This is the readme file for the Arabic part of the CONLL-X Shared Task.

Version: $Id: README,v 1.3 2006/01/09 00:19:19 yuval Exp $
Modified by Dan Zeman for the LDC edition on 2010/4/15.


1. Preamble

    1.1 Source

        Prague Arabic Dependency Treebank (PADT) 1.0

        For further details about the PADT consult the web site:
          http://ufal.mff.cuni.cz/padt/PADT_1.0/index.html
        and in particular the paper:
          Jan Hajič, Otakar Smrž, Petr Zemánek, Jan Šnaidauf, and Emanuel Beška. 2004.
          Prague Arabic Dependency Treebank: Development in Data and Tools.
          In Proceedings of the NEMLAR International Conference on Arabic Language
          Resources and Tools, pages 110-117, Cairo, Egypt, September 2004.
          http://ufal.mff.cuni.cz/padt/PADT_1.0/docs/papers/2004-nemlar-padt.pdf

    1.2 Copyright

        Portions 
        Copyright © 2002-2004 Trustees of the University of Pennsylvania, 
        Copyright © 2000 Agence France Presse, 
        Copyright © 2001 Al Hayat News Agency, 
        Copyright © 2002 Ummah Press Service, 
        Copyright © 2002 An Nahar News Agency, 
        Copyright © 2003 Xinhua News Agency, 
        Copyright © 2002-2004 Center for Computational Linguistics &
                      Institute of Formal and Applied Linguistics &
                      Institute of Comparative Linguistics, 
                      Charles University in Prague

    1.3 License

        See license.htm

2. Documentation

    2.1 Data format

        Data adheres to the following rules:

        * Data files contain one or more sentences separated by a
          blank line.

        * A sentence consists of one or tokens, each one starting on a
          new line.

        * A token consists of ten fields described in the list
          below. Fields are separated by one tab.

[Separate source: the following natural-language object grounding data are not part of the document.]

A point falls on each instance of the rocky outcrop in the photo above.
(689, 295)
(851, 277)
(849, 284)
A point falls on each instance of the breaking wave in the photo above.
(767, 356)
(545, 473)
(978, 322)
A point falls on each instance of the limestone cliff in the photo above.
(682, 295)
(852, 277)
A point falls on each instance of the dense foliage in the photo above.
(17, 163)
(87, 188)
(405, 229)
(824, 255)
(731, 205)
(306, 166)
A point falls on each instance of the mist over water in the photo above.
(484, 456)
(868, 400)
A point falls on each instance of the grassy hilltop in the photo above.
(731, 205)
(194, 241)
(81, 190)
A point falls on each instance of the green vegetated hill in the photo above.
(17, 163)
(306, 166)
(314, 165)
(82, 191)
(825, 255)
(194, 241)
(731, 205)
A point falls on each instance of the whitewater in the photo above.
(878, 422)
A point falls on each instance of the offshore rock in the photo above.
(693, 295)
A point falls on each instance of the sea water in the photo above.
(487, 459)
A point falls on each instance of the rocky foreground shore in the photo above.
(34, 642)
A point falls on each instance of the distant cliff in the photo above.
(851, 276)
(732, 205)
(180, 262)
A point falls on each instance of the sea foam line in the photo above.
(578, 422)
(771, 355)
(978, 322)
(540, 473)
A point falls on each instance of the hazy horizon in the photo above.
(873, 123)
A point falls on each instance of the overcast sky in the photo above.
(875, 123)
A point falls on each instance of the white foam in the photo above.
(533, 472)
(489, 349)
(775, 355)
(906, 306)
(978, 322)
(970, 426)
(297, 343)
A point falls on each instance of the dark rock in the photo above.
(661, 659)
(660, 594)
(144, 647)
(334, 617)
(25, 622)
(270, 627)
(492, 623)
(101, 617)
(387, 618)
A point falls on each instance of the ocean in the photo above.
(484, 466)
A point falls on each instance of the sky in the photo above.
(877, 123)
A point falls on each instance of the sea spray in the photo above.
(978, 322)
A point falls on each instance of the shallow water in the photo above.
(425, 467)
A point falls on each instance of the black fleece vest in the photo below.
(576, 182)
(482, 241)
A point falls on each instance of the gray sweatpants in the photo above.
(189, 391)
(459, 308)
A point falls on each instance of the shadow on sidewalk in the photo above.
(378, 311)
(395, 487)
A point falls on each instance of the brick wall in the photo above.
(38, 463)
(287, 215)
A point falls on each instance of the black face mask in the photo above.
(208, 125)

        * All data files will contains these ten fields, although only
          the ID, FORM, CPOSTAG, POSTAG, HEAD and DEPREL columns are
          guaranteed to contain non-underscore values for all
          languages.

        * Data files are UTF-8 encoded (Unicode).

        Field 1: ID         

          Token counter, starting at 1 for each new sentence.

        Field 2: FORM

          Word form or punctuation mark. For the form to be useful for
          people who can as well as those who cannot read Arabic
          script, we have concatenated the form in Arabic script and
          its transliteration with an underscore in the middle.

        Field 3: LEMMA         

          The lemma of the FORM. Again we concatenated the Arabic
          script and the transliteration.

        Field 4: CPOSTAG 

          Coarse-grained part-of-speech tag. This is the first character of 
          the PADT 1.0 morphological tag (positional tag). See file morph.txt
          for a detailed mapping from the coarse and fine POS tags + features
          to Buckwalter annotation.


        Field 5: POSTAG         

          Fine-grained part-of-speech tag. The first and second
          character of the PADT 1.0 morphological tag (positional tag)
          if the second character is not '-'. Identical to CPOSTAG
          otherwise. See file morph.txt for a detailed mapping from the
          coarse and fine POS tags + features to Buckwalter annotation.

          Here is a list of POSTAG values with short (and hopefully correct explanation):
            A  adjective
            C  conjunction/subjunction
            D  adverb
            F  function word, other particle
            FI interrogative particle
            FN negation particle
            G  punctuation (not used in UMH subcorpus)
            I  interjection
            N  noun
            P  preposition
            Q  number (not used in UMH subcorpus)
            SD demonstrative pronoun
            SR relative pronoun
            S  other pronoun
            T  typo
            VI verb, perfect
            VP verb, imperfect
            X  non-alphabetic, also used for punctuation in the UMH subcorpus
            Y  abbreviation
            Z  proper noun

        Field 6: FEATS         

          List of set-valued syntactic and/or morphological features. These 
          come from the 3rd to 10th character of the PDT 1.0 morphological tag
          (positional tag). See file morph.txt for a detailed mapping from the
          coarse and fine POS tags + features to Buckwalter annotation.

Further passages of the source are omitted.